Admitting which book of the Bible is your favorite is like admitting you have a favorite child. You are supposed to love them all equally, but deep down inside you know that there is one that aggravates you less than the others. If I were asked to name that book of the Bible most difficult for me to love, that would be easy. It’s Job. A friend of mine who once described Job as “nauseating.” It is practically unteachable, and perfectly unpreachable. However, the child you are least likely to favor is the one who undoubtedly needs more of your affection, and so the book of the Bible that you love least is probably the one you need the most. Also, confessing that you love one child (or book) more than the others is liable to reveal more about you than the child (or book.)
Acknowledging this, I am prepared to say that the book of the Bible I enjoy the most is Mark’s Gospel. As someone who generally values efficiency and getting-to-the point I find Mark’s economical writing style highly satisfying. He is a story-teller who wastes no time putting us right into the thick of the action with Jesus’ baptism. In this shortest of the four gospels, Jesus is always on the move. Mark uses the word “immediately” or “straightway” almost forty times, giving the sense that Jesus is busy doing so many extraordinary things that He does not even stop to catch His breath. When you read through Mark in one short sitting, you come away with a sense of the urgency of Jesus’ life and work. Jesus never stands still nor passively sits back, but He charges ahead, taking initiative, taking responsibility. In this way Mark’s gospel challenges and inspires me to join Jesus in His offensive against the enemy.

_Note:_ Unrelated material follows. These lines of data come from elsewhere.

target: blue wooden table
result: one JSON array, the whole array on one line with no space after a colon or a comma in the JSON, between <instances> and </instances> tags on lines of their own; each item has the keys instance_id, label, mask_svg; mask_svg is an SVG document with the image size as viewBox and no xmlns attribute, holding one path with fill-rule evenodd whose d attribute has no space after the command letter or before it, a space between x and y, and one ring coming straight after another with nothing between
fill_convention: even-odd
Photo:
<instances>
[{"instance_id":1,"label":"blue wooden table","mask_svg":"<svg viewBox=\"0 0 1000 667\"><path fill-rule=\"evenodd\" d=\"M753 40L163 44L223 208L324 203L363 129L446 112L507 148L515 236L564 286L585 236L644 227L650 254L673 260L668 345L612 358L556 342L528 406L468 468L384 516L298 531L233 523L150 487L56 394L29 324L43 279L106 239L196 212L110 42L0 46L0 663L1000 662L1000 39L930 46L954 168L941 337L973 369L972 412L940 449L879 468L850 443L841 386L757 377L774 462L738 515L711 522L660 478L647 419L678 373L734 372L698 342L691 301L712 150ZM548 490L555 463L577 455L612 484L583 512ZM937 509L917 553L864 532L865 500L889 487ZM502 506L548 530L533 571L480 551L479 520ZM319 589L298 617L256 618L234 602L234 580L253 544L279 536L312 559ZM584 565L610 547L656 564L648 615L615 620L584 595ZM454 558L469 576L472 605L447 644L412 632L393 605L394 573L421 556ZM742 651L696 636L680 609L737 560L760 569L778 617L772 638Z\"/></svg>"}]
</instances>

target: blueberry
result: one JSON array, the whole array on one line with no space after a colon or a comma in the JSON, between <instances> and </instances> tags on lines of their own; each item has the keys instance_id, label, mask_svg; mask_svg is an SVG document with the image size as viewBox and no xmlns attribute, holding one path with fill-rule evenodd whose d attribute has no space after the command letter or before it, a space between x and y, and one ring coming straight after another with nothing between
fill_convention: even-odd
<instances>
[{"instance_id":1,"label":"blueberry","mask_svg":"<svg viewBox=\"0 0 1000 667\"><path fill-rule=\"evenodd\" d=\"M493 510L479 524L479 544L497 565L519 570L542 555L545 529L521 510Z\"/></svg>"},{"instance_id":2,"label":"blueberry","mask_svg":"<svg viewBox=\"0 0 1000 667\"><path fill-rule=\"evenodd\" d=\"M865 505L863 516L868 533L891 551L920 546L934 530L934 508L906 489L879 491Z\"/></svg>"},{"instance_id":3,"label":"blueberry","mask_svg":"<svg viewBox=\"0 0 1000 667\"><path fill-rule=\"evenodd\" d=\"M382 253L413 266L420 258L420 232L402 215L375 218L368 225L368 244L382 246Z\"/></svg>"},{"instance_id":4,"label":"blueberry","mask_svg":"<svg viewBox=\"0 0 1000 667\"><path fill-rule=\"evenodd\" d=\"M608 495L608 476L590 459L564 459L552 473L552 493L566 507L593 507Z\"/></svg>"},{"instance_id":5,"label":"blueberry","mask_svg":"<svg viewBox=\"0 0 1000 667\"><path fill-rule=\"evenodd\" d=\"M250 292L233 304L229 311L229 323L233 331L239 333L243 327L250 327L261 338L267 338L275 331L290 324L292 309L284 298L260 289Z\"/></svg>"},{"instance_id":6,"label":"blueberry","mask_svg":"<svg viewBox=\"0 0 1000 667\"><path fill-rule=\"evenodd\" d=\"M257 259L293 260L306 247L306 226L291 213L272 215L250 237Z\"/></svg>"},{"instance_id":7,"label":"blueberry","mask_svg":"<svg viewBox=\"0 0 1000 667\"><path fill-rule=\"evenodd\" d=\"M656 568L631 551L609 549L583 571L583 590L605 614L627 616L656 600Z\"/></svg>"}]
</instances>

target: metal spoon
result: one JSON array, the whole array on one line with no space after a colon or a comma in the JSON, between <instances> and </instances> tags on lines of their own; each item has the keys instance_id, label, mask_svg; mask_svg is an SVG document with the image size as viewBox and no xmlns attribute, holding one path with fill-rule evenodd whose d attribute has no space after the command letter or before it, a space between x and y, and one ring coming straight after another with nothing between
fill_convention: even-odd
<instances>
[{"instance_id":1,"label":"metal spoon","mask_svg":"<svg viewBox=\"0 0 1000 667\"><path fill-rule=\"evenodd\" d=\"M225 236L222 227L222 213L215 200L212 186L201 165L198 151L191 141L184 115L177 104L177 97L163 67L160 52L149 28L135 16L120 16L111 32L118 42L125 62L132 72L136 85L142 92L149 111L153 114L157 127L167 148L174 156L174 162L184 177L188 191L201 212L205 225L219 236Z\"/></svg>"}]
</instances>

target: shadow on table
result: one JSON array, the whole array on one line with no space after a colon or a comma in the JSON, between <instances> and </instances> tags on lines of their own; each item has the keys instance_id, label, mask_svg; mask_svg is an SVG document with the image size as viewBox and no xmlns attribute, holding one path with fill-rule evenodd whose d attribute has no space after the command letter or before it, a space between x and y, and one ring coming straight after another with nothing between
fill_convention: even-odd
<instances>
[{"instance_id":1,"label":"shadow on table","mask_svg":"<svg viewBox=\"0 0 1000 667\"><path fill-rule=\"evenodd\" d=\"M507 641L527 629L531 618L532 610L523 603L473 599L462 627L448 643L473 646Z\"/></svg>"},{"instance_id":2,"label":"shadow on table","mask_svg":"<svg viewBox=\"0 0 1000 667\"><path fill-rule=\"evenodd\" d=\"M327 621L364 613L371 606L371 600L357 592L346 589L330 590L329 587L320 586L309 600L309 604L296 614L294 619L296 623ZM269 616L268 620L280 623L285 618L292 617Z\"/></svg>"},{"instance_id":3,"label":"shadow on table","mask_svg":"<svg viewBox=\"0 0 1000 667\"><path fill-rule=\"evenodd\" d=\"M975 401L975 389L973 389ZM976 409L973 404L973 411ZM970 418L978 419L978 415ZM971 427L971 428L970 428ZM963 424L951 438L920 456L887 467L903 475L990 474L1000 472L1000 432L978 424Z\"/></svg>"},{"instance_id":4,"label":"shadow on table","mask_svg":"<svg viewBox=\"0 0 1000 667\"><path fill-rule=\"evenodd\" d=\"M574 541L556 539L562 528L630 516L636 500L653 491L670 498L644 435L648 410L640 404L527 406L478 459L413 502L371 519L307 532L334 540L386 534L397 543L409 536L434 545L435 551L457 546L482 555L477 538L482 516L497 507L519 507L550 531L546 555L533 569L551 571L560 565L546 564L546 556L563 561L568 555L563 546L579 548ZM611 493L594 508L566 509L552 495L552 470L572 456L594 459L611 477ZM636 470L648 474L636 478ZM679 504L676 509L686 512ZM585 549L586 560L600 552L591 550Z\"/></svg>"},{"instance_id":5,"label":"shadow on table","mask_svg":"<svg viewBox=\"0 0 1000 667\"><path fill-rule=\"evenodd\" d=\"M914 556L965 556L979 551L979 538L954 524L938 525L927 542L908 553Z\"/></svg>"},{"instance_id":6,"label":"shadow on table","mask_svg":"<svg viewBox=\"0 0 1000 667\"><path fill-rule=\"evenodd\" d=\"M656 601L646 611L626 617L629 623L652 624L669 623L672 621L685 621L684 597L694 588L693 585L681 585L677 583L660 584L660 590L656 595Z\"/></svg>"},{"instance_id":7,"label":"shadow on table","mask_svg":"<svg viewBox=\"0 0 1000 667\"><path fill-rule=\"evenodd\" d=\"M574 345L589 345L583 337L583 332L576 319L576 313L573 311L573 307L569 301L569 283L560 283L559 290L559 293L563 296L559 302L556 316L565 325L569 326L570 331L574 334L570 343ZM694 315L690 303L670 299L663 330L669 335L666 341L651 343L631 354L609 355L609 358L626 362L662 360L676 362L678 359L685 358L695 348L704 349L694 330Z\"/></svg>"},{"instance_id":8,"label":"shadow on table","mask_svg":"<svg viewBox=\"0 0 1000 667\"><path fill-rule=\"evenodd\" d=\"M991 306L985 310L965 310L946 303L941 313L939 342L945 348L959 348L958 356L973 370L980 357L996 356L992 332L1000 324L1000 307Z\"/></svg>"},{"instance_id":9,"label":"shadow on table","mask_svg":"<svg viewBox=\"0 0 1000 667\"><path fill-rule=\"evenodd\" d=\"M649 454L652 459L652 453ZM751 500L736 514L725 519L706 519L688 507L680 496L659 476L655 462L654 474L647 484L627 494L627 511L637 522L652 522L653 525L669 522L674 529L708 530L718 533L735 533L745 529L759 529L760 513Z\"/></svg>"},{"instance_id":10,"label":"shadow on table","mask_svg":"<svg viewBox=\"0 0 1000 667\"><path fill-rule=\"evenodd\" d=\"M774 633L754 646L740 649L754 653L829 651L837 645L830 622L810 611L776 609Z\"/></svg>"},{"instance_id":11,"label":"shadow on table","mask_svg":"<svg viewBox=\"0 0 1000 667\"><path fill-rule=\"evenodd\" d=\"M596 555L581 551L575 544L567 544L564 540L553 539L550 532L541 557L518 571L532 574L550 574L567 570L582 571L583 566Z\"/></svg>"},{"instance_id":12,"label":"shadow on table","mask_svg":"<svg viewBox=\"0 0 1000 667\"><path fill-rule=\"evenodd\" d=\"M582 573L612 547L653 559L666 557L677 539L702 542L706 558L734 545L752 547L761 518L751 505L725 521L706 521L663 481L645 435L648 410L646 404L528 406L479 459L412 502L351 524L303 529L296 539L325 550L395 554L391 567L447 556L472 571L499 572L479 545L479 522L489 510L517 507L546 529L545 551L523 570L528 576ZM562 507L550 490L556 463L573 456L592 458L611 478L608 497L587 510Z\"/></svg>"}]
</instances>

But to say that Mark’s language is economical is not to say that it reads like a USA Today article, without art or literary value. In fact, this gospel is densely-layered with countless inter-textual allusions and symbols. Just look at all that is packed into chapter one, verse thirteen, after the Spirit drives Jesus into the wilderness. “And He was there in the wilderness forty days, tempted by Satan, and was with the wild beasts; and the angels ministered to Him.” A network of connections light up as we remember all the wilderness wanderings and exiles, what happens when you see the number forty, who was tempted by Satan, the various encounters with wild beasts, and the relevance of the ministry of angels. Mark connects all this Biblical history and symbolism with just twenty-four words!
Mark’s writing is so tight and compact that when you get a bit of color, it stands out like a flashing neon sign. In chapter six Jesus feeds the five thousand. Mark mentions that they sat down on the “green” grass, and immediately after that Jesus calms the waters. The imagery is striking. Herod, the false shepherd, has just served John’s head on a platter. In stark contrast, Jesus is the good shepherd who prepares a table before His sheep, making them lie down in green pastures and leading them beside still waters. Therefore we can trust Him, not Herod, to lead us in paths of righteousness. Again, all this is compressed into just a few short verses.
For all its economy and density, Mark’s gospel is my favorite to read and teach. I genuinely do love the other sixty-five books as well, even Job, and for the record my favorite child is whichever one is currently mowing the grass.